New Initiative Targets Atmospheric Effects of Satellite Reentry
Astroscale, Planet Labs, University of Southampton Form Data-Sharing Collaboration to Address Reentry Research Gap
A new industry-academia collaboration aimed at improving scientific understanding of what happens to Earth’s atmosphere when satellites burn up on reentry has launched, with Astroscale Holdings Inc. as convener and Planet Labs PBC and the University of Southampton as founding participants.
“By providing data to the AIRS initiative, we are helping the scientific community move past simulations and toward a factual, data-driven understanding of our industry’s atmospheric footprint.”
Mike Lindsay, Astroscale
The initiative, called Atmospheric Impact of Reentered Spacecraft, or AIRS, was announced June 9. While space sustainability efforts have historically focused on in-orbit operations and debris removal, the atmospheric effects of reentry remain an underexplored area. During reentry, spacecraft are exposed to extreme heating and interaction with atmospheric gases, leading to melting, fragmentation, and vaporization of materials. Those processes release chemical compounds at various layers of the upper atmosphere — altitudes where direct measurement is difficult and modeling has historically depended on incomplete assumptions about spacecraft construction.
As activity in low Earth orbit accelerates, the number of satellites reentering Earth’s atmosphere is expected to rise significantly. Current simulations rely on simplified spacecraft assumptions because actual manufacturing data has not been widely available to researchers. Without access to real-world industry data, the results of advanced academic modeling carry limits on relevance and applicability. AIRS is designed to address that gap.
Under the initiative, space operators and manufacturers will share non-proprietary spacecraft design information with academic researchers to improve atmospheric modeling accuracy while protecting commercially sensitive data. Material composition and approximate mass breakdowns can be shared under confidential bilateral agreements. More detailed data — including component layouts or expected reentry profiles — may be shared at each participant’s discretion.
Astroscale will both coordinate the initiative and contribute its own spacecraft data alongside Planet. Planet brings expertise in Earth observation, satellite manufacturing, and operations. The University of Southampton contributes research capabilities in aerospace engineering and atmospheric science. Together, the three founding participants aim to expand access to actual spacecraft data, reduce uncertainty in atmospheric modeling, and support evidence-based decision-making for the future of low Earth orbit.
“Spacecraft reentry has long been treated as an optimal mission endpoint, but it is increasingly clear that we need a deeper scientific understanding of what happens during this phase,” said Mike Lindsay, Chief Technology Officer at Astroscale. “By enabling industry to contribute real-world data in a trusted way, AIRS removes critical barriers for atmospheric research and ensures space sustainability is guided with the most accurate and up-to-date information.”

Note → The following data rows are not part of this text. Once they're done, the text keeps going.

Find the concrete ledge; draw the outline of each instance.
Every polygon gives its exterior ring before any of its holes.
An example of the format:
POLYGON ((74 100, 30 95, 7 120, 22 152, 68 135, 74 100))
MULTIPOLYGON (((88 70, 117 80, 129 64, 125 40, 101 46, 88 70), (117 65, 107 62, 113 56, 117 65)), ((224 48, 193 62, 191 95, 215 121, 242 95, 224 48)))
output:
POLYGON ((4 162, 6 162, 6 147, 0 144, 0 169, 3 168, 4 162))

Planet’s chief space officer framed the company’s participation around its core mission. “Our mission to make global change visible starts with a deep responsibility for the space environment in which we operate,” said James Mason. “Sustainable space operations must account for a satellite’s entire lifecycle, including its eventual reentry. By providing data to the AIRS initiative, we are helping the scientific community move past simulations and toward a factual, data-driven understanding of our industry’s atmospheric footprint.”
Minkwan Kim, Professor at the University of Southampton, pointed to data scarcity as the problem AIRS is built to solve. “A primary challenge in assessing the effects of re-entry emissions on the upper atmosphere is the scarcity of high-quality data required for robust modeling and evidence-based analysis,” Kim said. “AIRS will address this critical gap, improving our understanding and mitigation of atmospheric re-entry ablation impacts, and ensuring that the benefits of space remain accessible to future generations.”
No additional members beyond the three founding participants have been announced. The initiative’s structure — centered on bilateral confidentiality agreements rather than a single shared data pool — is designed to lower the barrier for future industry participants to contribute spacecraft data on their own terms.